When you store and bottle them you can add garlic, oregano, lemon zest & chili pepper flakes for extra flavoring.
How to Make Olive Oil at Home from the Olives of Your Trees.
PRESS AND YOUR OLIVE AT THE OLIVE!
If you don’t have enough to press then try this.
Once you make your own you'll never buy it from the store again.
Things You'll Need.
6 or 7 fresh olives, (Use more olives and larger glass containers if you want to make larger quantities of oil).
Small stemmed water glass
Large glass tumbler
Mesh Tea Strainer
Note: Never use plastic when making olive oil or curing olives.
Harvested Arbequina or Coratina Olives.
Arbequina olives have a mild fruity flavor and make a fresh delicious oil.
Coratina are a little more spicey.
Score each of your olives all the way around using a small kitchen knife. The scoring should be deeper than the skin of the olive, but not so deep that you are actually slicing the olives and try not to slice into the pit. This scoring is what is going to allow the olive oil to escape from the olives.
Place your olives into the bottom of a stemmed water glass and then set the water glass into the larger water tumbler. The tumbler needs to be large
enough so at if the water glass were to overflow, it would catch the drippings.
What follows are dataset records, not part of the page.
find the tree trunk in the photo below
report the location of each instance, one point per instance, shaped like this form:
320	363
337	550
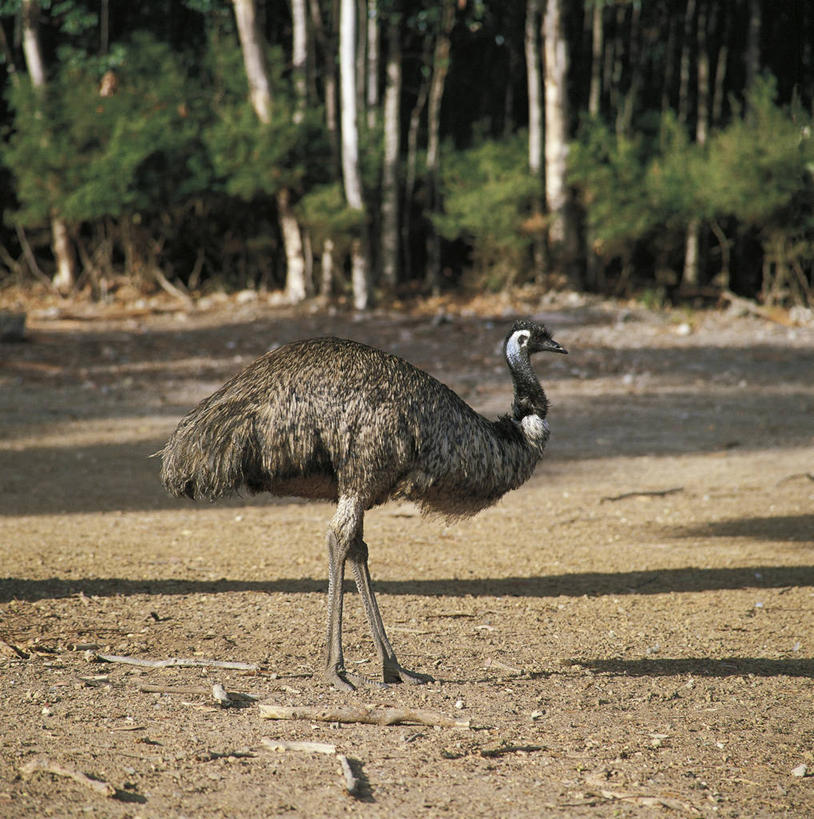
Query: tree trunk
65	277
669	64
392	152
299	58
296	281
561	233
597	46
327	265
692	250
716	109
260	96
535	97
372	79
411	162
254	59
360	268
624	122
440	69
752	57
535	94
327	43
684	65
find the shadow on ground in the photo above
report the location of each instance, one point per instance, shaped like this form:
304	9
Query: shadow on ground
703	667
570	585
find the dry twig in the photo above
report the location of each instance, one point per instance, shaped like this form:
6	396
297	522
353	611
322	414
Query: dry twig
48	766
191	690
361	714
173	662
654	493
307	747
351	782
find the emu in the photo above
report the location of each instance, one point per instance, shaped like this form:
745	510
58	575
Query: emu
332	419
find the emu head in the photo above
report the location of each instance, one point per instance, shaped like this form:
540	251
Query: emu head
527	337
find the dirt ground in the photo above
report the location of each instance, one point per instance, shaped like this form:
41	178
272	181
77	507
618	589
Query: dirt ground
630	633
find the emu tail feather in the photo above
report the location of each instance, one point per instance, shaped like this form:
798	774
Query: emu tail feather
213	452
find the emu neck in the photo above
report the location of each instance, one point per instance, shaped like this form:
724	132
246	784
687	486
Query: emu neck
529	396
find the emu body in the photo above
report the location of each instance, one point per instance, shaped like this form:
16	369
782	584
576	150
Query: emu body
333	419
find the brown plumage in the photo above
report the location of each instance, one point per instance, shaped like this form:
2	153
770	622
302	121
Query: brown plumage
333	419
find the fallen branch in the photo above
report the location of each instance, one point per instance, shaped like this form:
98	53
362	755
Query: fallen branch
496	664
191	690
795	476
173	662
653	493
307	747
362	714
351	782
48	766
220	695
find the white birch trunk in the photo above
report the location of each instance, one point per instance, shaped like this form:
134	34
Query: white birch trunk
392	153
299	58
254	59
691	276
597	46
360	276
296	287
327	264
65	276
556	119
348	119
532	48
260	96
440	69
535	96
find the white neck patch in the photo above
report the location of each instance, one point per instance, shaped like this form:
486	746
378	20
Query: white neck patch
518	340
536	429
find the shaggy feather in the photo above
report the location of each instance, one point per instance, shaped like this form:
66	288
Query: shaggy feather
337	420
327	417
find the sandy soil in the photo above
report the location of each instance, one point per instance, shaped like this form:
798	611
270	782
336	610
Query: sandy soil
630	633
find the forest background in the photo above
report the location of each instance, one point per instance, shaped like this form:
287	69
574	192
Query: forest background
360	149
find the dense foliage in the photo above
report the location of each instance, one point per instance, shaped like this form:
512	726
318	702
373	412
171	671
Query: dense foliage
690	115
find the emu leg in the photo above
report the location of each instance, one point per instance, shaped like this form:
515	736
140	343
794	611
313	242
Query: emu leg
391	670
343	531
334	659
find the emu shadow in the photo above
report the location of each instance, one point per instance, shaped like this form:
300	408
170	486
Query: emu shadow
578	584
703	667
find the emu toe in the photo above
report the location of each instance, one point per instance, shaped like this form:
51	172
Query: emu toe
394	673
347	681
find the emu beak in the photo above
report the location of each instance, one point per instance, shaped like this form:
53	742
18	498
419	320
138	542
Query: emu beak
550	346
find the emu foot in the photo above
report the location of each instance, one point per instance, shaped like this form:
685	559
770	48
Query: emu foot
394	673
344	680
Set the mesh tea strainer over the rim of the stemmed water glass so that the hooks on the outside of the strainer rest securely on the rim of the glass.
Rest the shot glass inside of the tea strainer. The shot glass will act as a weight to help keep the tea strainer in place during the oil making process.
Fill the water glass with water, all the way to the brim of the glass so that it is on the verge of overflowing. The water will act as a weight that
will push the oil out of the olives. The oil will rise to the top of the glass and drip out into the large water tumbler the glass is resting in.
Allow the water to press the oil out of the olives for 24 to 48 hours. When you return to your glasses, you should see that the stemmed water glass is still filled with water and olives, while the tumbler it is resting in, contains a few tablespoons of olive oil.
Bread for dipping. You can also add garlic, oregano, salt and pepper to spice it up a little.
NOTE! Do not store fresh olive oil as you would store-bought olive oil. Fresh olive oil has a small amount of sediment in it that causes the oil to
spoil more quickly. Limit your storage time of fresh olive oil to only a few days.